I have been completely stressed out and so has Tyler.
With both of us having so much going on in our own lives,
we have kind of taking it out on each other.
I try as hard as I can to not fight with him but sometimes its impossible.
I don't like being snapped at, and at times when we are both irritated
one or the other of us will start snapping and it turns into a much larger deal than it should be.
Sometimes it makes me feel helpless.
Its not like I can just see him whenever I want to figure things out
we have to resort to Skype or phone calls.
That makes it even more complicated.
It is so tempting to just hang up on him when I don't feel like listening,
but then I have to stop myself and think
"how is that going to help anything?"
Because its not going to help anything if I do hang up on him.
It's just going to make him even more angry and I will feel guilty.
So I sit down and try to talk things through.
I have to sit and think through what it actually making me upset or angry and then
talk to him about that.
I used to just shut down and not talk about what is bothering me,
but since i have been with Tyler, I have tried as hard as I can to open up
and tell him what I'm feeling,
As I have said before, this is the hardest relationship I've been in,
but its the one that I have loved the most.
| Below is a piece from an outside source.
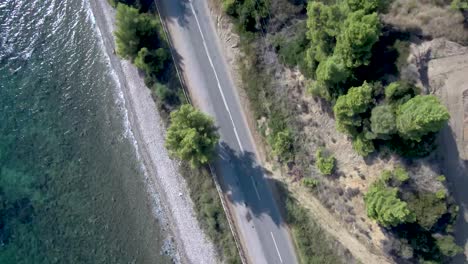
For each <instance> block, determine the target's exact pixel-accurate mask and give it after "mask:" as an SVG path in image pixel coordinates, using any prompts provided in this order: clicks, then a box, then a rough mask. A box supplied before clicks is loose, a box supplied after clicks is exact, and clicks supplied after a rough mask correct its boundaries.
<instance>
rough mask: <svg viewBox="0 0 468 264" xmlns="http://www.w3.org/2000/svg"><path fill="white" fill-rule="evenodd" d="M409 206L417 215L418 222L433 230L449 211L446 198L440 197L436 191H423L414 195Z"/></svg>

I have never felt more beautiful or cherished or wanted by any one else
than I do with Tyler.
He's so goofy and silly, but can be serious at times.
And even though at times it can be confusing when he changes from one to the other quickly
it keeps me on my toes and he never bores me.
I look forward to every message, every call, and anything else that reminds me of him.
He can keep me grounded and motivate me.
I feel like a lot of my success over the past year has been because of him.
He has become my main cheerleader, my ultimate motivation and the one that I want to call my
husband one day.
Tyler is the one person outside of my family that I love without conditions, reservation,
or limits.
I would do anything for him like I know that he would do anything for me,
We have our share of not so happy moments, but I don't let them take light over
every single amazing moment that we have had together.
Every moment with him is a memory that I will never forget.